Le ministère des Affaires municipales doublera le nombre de ses vérificateurs d'ici au printemps, et la dizaine d'experts supplémentaires seront affectés en priorité à la région métropolitaine.

Le ministre Laurent Lessard a dévoilé jeudi une série de mesures destinées à mieux contrôler l'adjudication des contrats par les municipalités. Les maires des neuf villes les plus importantes du Québec et les présidents des deux unions municipales étaient convoqués jeudi pour prendre connaissance des intentions de Québec.«L'objectif est de redonner confiance à la population envers les élus et l'administration municipale», a expliqué le ministre Lessard. Pour l'heure, il parle d'une série d'intentions qui devront se matérialiser dans un projet de loi, lequel sera déposé avant les Fêtes. Les nouveaux vérificateurs «travailleront principalement pendant la prochaine année sur la région métropolitaine de Montréal puisque le plus grand volume de contrats s'y trouve», a expliqué le ministre.

Gilles Vaillancourt, maire de Laval, s'est fait demander sans détour s'il y avait un problème de corruption dans sa ville. «Je n'ai pas d'indications qu'il y en aurait, a-t-il répondu. Est-ce qu'il y en a dans l'industrie de la construction? Les questionnements sont là... Je n'ai pas plus de réponse que vous.»

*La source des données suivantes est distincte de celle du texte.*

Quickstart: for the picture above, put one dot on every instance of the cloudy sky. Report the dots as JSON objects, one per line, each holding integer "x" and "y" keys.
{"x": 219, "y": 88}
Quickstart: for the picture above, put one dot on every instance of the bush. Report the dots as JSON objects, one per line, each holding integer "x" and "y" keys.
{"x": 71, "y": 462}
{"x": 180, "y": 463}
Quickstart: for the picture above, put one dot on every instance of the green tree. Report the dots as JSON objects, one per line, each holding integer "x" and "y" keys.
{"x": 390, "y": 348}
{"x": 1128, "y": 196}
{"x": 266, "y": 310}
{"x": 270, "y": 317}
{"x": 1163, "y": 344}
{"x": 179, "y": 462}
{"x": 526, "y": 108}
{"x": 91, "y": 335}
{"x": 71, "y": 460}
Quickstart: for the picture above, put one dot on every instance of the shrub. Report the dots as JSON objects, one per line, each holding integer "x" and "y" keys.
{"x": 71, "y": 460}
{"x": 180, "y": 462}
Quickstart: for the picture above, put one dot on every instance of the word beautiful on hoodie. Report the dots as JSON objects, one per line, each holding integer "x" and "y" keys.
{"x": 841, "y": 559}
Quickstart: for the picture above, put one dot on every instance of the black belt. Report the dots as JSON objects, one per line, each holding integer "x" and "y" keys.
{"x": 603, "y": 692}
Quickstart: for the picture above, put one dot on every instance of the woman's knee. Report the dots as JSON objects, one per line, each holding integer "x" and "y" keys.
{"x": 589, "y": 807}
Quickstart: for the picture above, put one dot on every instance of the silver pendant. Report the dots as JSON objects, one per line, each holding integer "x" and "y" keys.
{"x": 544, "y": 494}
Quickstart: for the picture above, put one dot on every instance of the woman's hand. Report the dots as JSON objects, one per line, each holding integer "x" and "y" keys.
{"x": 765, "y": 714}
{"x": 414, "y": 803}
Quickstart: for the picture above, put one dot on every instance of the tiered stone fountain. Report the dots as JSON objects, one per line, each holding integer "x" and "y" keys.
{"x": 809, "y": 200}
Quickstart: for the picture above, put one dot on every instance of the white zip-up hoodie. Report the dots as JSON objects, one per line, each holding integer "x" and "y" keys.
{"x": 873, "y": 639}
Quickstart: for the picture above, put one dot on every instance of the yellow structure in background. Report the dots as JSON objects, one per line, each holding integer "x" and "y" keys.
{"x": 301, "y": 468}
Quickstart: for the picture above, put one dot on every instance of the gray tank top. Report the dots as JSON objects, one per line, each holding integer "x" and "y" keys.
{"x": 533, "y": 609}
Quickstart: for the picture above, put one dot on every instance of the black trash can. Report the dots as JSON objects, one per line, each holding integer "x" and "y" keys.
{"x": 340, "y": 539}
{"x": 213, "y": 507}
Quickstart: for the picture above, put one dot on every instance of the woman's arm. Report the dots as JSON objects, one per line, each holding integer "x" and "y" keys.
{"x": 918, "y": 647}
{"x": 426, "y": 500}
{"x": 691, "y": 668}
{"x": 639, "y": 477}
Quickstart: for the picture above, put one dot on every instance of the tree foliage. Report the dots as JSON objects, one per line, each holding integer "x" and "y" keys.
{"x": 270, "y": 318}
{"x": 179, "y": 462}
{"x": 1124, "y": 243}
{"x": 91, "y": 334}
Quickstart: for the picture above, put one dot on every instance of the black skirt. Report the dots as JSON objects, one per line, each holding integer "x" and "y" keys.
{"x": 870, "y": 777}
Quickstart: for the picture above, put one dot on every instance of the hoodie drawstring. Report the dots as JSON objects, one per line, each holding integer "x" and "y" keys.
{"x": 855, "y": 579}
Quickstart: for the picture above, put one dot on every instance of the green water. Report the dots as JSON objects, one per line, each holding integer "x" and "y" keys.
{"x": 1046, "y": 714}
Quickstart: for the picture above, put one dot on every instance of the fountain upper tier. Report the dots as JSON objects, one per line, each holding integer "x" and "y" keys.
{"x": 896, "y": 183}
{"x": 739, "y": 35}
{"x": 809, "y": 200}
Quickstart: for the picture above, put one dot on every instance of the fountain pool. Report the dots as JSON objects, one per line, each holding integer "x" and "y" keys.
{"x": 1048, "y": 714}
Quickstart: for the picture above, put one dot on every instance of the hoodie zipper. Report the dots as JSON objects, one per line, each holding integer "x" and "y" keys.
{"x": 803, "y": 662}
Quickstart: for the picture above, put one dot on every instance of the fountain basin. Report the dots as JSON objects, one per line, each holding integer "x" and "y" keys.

Le président de la Fédération québécoise des municipalités, Bernard Généreux, croit pour sa part que l'enjeu est bien plus large que l'adjudication des contrats: «Il y a tout un réseau, un système, il y a des gens qui sont devenus spécialistes des plans et devis. Ils doivent être aussi interpellés. Ce n'est pas vrai que le monde municipal sera le seul à porter le bonnet d'âne.» Il faudrait selon lui une enquête publique pour mettre toute la lumière nécessaire sur les stratagèmes qui débordent du monde municipal.

Pour Robert Coulombe, maire de Maniwaki et président de l'Union des municipalités, toutes les propositions de Québec sont bienvenues: «On entre dans ce processus parce qu'on veut un vrai resserrement. On ne fait pas le procès de la construction, mais ce n'est pas sur le monde municipal qu'il faut faire une enquête publique. On parle aujourd'hui de resserrement pour pouvoir accorder des contrats et avoir un meilleur rendement de nos investissements.»

M. Lessard a annoncé que Québec pourra déclencher au hasard des enquêtes sur l'attribution des contrats, même s'il n'a pas reçu de plainte formelle. Québec aura aussi le pouvoir d'exiger l'information qu'il veut obtenir d'une ville. Actuellement, des administrations se font tirer l'oreille plutôt que de collaborer avec le Ministère.

Les vérificateurs du Ministère auront les mêmes pouvoirs que les vérificateurs généraux indépendants dont sont dotées les villes de plus de 100 000 habitants. Ils pourront faire des audits du processus d'appels d'offres d'une municipalité.

En outre, les villes seront tenues à plus de transparence. Les contrats ainsi que les soumissions non retenues seront inscrits sur le web et accessibles aux citoyens.

Autre mesure, prévisible celle-là: Québec interdira la divulgation des noms des soumissionnaires jusqu'au moment de l'ouverture des enveloppes.

Les villes seront tenues de se doter d'une politique de «gestion contractuelle» et de meilleures règles d'adjudication pour assurer qu'avant de lancer un appel d'offres, les besoins ont été soigneusement évalués. «On s'aperçoit qu'il y a des évaluations qui sont lancées et que, curieusement, quelqu'un analyse ta soumission, regarde les failles pour être capable de facturer des extras, des extras et des extras», a dit le ministre. «Les élus, on peut se permettre de le dire, ne sont pas des experts. Il faut qu'ils aient le meilleur environnement d'affaires pour prendre ces décisions», a ajouté M. Lessard.

Ancien maire de Thetford, M. Lessard a rabroué un journaliste qui a parlé des maires «corrompus»: «Les élus municipaux travaillent bien. Si des gens ont de l'information, il y a une ligne 1-800 pour ça. Mais, actuellement, les élus municipaux méritent de retrouver la confiance.»

Les dérapages à Montréal restent des cas isolés si l'on tient compte des 8100 élus municipaux et des 5000 appels d'offres lancés chaque année, a insisté le ministre: «En général, cela va bien.»

En marge du projet de loi, Québec mettra en place un comité d'experts représentant les deux associations et la Ville de Montréal. Le groupe aura à faire des propositions pour améliorer les règles actuelles d'adjudication des contrats municipaux. Les villes devront aussi se doter d'un code d'éthique - un projet de loi sera adopté à ce sujet avant juin 2010.